Premium
Using sufficient direction factor model to analyze latent activities associated with breast cancer survival
Author(s) -
Baek Seungchul,
Ho YenYi,
Ma Yanyuan
Publication year - 2020
Publication title -
biometrics
Language(s) - English
Resource type - Journals
SCImago Journal Rank - 2.298
H-Index - 130
eISSN - 1541-0420
pISSN - 0006-341X
DOI - 10.1111/biom.13208
Subject(s) - censoring (clinical trials) , breast cancer , context (archaeology) , computer science , correlation , dimension (graph theory) , survival analysis , data mining , computational biology , cancer , econometrics , statistics , biology , mathematics , genetics , paleontology , geometry , pure mathematics
High‐dimensional gene expression data often exhibit intricate correlation patterns as the result of coordinated genetic regulation.
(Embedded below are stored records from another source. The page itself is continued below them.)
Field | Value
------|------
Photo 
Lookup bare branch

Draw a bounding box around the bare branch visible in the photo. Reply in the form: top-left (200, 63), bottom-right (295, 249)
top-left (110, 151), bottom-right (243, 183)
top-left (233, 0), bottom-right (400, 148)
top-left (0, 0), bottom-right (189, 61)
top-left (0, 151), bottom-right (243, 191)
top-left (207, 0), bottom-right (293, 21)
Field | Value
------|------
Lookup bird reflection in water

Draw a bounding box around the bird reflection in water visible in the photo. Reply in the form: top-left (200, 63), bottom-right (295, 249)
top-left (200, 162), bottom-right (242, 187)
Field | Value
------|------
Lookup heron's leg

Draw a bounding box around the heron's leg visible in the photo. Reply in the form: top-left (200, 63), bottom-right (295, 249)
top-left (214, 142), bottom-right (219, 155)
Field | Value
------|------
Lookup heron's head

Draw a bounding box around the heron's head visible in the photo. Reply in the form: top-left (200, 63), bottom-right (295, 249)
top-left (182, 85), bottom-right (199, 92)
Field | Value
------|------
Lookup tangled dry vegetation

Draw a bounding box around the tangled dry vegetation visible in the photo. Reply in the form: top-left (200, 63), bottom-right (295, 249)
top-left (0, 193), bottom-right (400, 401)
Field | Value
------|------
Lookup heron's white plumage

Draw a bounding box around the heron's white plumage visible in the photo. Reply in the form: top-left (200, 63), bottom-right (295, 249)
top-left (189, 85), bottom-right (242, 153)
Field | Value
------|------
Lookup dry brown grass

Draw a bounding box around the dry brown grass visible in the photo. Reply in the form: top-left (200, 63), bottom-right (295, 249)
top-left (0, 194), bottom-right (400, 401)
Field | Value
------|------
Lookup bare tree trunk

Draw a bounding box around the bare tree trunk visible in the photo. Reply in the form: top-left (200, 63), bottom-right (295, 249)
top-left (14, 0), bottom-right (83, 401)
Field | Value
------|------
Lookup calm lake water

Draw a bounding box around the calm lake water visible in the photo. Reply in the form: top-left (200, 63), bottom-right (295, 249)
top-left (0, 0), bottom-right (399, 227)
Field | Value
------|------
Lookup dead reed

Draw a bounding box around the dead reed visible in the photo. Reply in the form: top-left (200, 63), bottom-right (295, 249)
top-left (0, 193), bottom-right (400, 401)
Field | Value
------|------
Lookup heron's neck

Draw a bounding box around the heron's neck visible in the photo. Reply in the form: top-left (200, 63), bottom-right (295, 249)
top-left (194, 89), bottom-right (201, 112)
In practice, however, it is difficult to directly measure these coordinated underlying activities. Analysis of breast cancer survival data with gene expressions motivates us to use a two‐stage latent factor approach to estimate these unobserved coordinated biological processes. Compared to existing approaches, our proposed procedure has several unique characteristics. In the first stage, an important distinction is that our procedure incorporates prior biological knowledge about gene‐pathway membership into the analysis and explicitly model the effects of genetic pathways on the latent factors. Second, to characterize the molecular heterogeneity of breast cancer, our approach provides estimates specific to each cancer subtype. Finally, our proposed framework incorporates sparsity condition due to the fact that genetic networks are often sparse. In the second stage, we investigate the relationship between latent factor activity levels and survival time with censoring using a general dimension reduction model in the survival analysis context. Combining the factor model and sufficient direction model provides an efficient way of analyzing high‐dimensional data and reveals some interesting relations in the breast cancer gene expression data.